Apakah ma'na hadis ini adalah bahwa Allah ada pada azal
(keberadaan tanpa permulaan), tidak ada sesuatu
(selain-Nya) bersama-Nya. Pada azal belum ada
angin, cahaya, kegelapan, ‘Arsy, langit, manusia,
jin, malaikat, waktu, tempat dan arah. Maka
berarti Allah ada sebelum
terciptanya tempat dan arah, maka Ia tidak
membutuhkan kepada keduanya dan Ia tidak
berubah dari semula, yakni tetap ada tanpa
tempat dan arah, karena berubah adalah ciri dari
sesuatu yang baru (makhluk).
Syukron,ustadz.
Jazakallah khoir.
Assalaamu'alaykum.
Afwan akh farid jika ada pernyataan Allah harus berubah dari tanpa tempat menjadi bersemayam di atas arsy, maka ulama manakah yang berhujjah demikian?
Jika hanya perkataan awam para pengikut hawa nafsu maka tidak perlu kita jawab.
Hanya Allah yang memberi hidayah.
Wallahu A'lam
Assalamu’alaikum warahmatullahi wabarakatuh.. yaa Ustadz Abul Jauzaa’..
Saya perhatikan diberbagai website/blog yang Dianth al-Muqallid sambangi. Akan tetapi sama saja saya nilai, jika pemahaman dia (si Dianth) itu sangat mendekati pemahaman filsafah yang selalu mengagungkan aqal semata.

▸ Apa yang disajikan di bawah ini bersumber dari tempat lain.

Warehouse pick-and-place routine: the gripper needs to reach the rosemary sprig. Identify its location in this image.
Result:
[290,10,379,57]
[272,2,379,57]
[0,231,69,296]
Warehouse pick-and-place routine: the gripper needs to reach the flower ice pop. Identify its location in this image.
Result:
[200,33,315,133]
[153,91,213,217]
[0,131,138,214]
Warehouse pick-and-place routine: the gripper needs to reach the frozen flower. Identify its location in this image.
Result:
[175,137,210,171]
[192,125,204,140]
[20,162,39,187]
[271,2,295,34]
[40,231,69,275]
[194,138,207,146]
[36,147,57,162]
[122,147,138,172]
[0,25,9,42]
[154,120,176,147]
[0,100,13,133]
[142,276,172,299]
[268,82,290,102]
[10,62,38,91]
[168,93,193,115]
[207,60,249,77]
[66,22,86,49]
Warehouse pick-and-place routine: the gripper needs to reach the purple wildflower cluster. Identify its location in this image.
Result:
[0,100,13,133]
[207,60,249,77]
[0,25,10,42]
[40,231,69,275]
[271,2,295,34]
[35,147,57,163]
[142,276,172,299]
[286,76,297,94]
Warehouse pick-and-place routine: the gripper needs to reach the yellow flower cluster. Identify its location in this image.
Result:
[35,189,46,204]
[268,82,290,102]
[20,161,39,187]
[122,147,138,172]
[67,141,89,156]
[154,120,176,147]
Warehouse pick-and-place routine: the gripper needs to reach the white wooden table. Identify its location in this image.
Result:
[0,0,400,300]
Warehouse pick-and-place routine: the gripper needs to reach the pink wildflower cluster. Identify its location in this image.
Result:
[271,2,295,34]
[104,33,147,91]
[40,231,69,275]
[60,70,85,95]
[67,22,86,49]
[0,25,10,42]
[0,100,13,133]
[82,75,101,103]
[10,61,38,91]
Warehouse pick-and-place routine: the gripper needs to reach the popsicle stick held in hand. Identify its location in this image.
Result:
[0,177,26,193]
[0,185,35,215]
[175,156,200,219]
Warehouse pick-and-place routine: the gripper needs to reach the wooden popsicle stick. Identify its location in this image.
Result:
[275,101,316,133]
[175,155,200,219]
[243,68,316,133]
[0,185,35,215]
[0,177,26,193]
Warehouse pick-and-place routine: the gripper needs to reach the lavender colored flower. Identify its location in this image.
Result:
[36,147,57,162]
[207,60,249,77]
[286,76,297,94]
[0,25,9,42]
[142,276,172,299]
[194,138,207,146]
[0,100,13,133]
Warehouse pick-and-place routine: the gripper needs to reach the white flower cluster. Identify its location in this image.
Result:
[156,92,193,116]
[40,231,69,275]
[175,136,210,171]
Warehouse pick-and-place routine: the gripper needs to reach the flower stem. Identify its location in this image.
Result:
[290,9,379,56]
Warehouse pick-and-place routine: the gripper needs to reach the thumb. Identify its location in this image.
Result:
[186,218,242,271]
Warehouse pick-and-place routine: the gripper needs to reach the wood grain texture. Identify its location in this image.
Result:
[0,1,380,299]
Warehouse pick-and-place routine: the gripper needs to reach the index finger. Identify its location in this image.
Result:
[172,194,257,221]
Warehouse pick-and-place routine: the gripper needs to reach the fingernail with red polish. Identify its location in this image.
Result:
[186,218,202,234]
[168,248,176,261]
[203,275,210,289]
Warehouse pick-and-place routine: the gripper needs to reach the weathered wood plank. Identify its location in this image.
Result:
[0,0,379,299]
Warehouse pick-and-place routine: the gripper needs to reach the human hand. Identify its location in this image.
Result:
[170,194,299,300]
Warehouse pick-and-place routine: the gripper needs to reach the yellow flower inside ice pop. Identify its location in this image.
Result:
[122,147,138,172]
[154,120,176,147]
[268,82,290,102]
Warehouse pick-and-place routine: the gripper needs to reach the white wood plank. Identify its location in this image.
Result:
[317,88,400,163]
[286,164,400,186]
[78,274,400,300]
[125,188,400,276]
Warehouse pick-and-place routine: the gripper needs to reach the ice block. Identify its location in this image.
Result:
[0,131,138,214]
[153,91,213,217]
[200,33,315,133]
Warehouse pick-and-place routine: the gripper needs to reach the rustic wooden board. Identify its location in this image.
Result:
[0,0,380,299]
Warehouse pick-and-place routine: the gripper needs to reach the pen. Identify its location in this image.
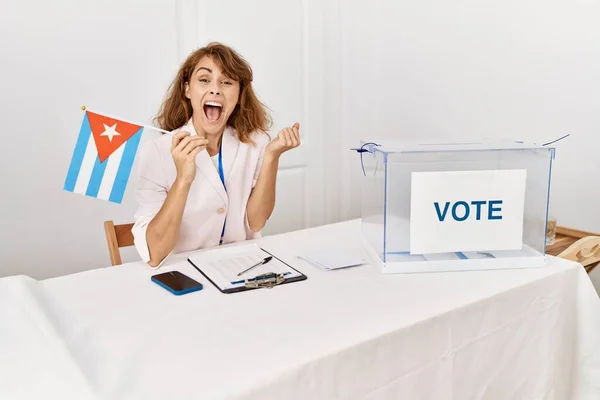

Mungkin jika orang yang berhadapan (berdiskusi) dengan dia, niscaya orang tersebut akan mules sendiri. Itu karena dia sebenarnya tahu namun dia itu pura-pura bodoh. Dengan tipu muslihatnya ia membuat jebakan bagi lawan diskusinya agar lawan diskusinya itu mudah terpengaruh. Itu sangat terlihat dari dia yang berkata selalu saja mengedepankan aqal logika. Bahkan ia tidak pernah membawakan dalil-dalil shahih untuk menguatkan pendapatnya sendiri. Hanya ucapan-ucapan yang tidak berbobot saja yang ia gunakan sebagai hujjahnya.
Sungguh Dianth al-Muqallid pandai bersilat lidah akan tetapi jahil dalam masalah ilmu agama.